If you are editing an existing item making it two-sided QuickBooks now provides an Account Change warning, as shown in Figure 3.14. The decision made at this time is critical to your financials. Saying Yes to updating existing transactions causes all previous transactions to now report to the new account assigned. If you are attempting to fix historical transactions, this can be a timesaving feature because you do not have to change each individual transaction manually.

Figure 3.14

Figure 3.14 The QuickBooks warning that appears when you change the accounts in the Edit Item dialog.

Click No if you do not want to update prior period transactions. This option may be recommended if you have already prepared your tax data with QuickBooks financial information. The change will then take effect only for future transactions.

Carefully selecting the appropriate choice here determines whether the correction provides the result you were looking for. Beginning with QuickBooks version 2007, users are given a second chance to say No to affect prior-period financials (see Figure 3.15). Reference is given in this warning to setting a closing date password. Although setting a closing date password is recommended, doing so will not prevent changes to prior-period financials when you are modifying the accounts assigned to an item that has previously been used.

Figure 3.15

Figure 3.15 QuickBooks provides another warning when you change accounts on existing items.

If you disregard the message, QuickBooks posts the expense to the revenue account selected in the Edit Item dialog. The effect of this is to understate revenue (an expense is a negative amount in the revenue account) and to understate your costs (because no cost was recorded to an expense account). Both of these negatively impact your financial detail, so be sure you don't disregard this important message.

Making an Item Inactive

If you have found errors in your item list, a safe method of fixing them is to make the incorrect items inactive. An inactive item will still appear in reports but will not be included in any drop-down menus on sales and purchase forms.

To mark an item as inactive:

  1. Click Lists, Item List.
  2. Select the item you want to make inactive by clicking it once.
  3. Click on the Items button and select Edit Item.
  4. Place a check mark in the Item is inactive box.

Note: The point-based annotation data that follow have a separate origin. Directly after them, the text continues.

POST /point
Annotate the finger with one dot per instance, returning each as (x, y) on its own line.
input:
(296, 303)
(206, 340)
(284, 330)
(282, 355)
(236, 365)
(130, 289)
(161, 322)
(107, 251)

Making an item inactive does not correct any errors on the company's financials. If you want to correct your financials you will need to choose one of two options:

  • Edit the account assignment on each item. This will give you the option to retroactively fix all previous transactions that used this item. (Use this cautiously because it will change prior period financials.) The effect of changing an account assignment on an item is the same as was discussed in detail in the section of this chapter titled "Correcting One-Sided Items."
  • Create a General Journal Entry transaction to reassign the numbers from one account to another. This method is typically done by your accountant.

Discuss the method you choose with your accountant before making the changes.

Marking most items inactive is okay. The exception is inventory items. Only inventory items with a zero quantity on hand should be made inactive. See Chapter 10, "Reviewing and Correcting Inventory Errors," for more details on handling inventory errors.

Merging Items

If you have duplicated items, one easy method for fixing the problem is to merge like items. When merging two items, you first need to decide which item is going to be merged into the other item. The item merged will no longer exist on your item list.

To merge two items:

  1. Click Lists, Item List.
  2. Review the list for duplicate items; note the name of the item you want to remain.
  3. Double-click the item you want to merge into another item. The Edit Item dialog appears.
  4. Type in the Item Name/Number field the name exactly as you noted it in step 2.
  5. Click OK to save your change. QuickBooks provides the warning message in Figure 3.19 that you are merging items.
    Figure 3.19

    Figure 3.19 A warning appears when you merge two items.

Carefully consider the consequences of merging before you do it (and be sure you have a backup of your QuickBooks file). All the historical transactions will merge into the remaining list item. QuickBooks keeps no record of what the item was originally.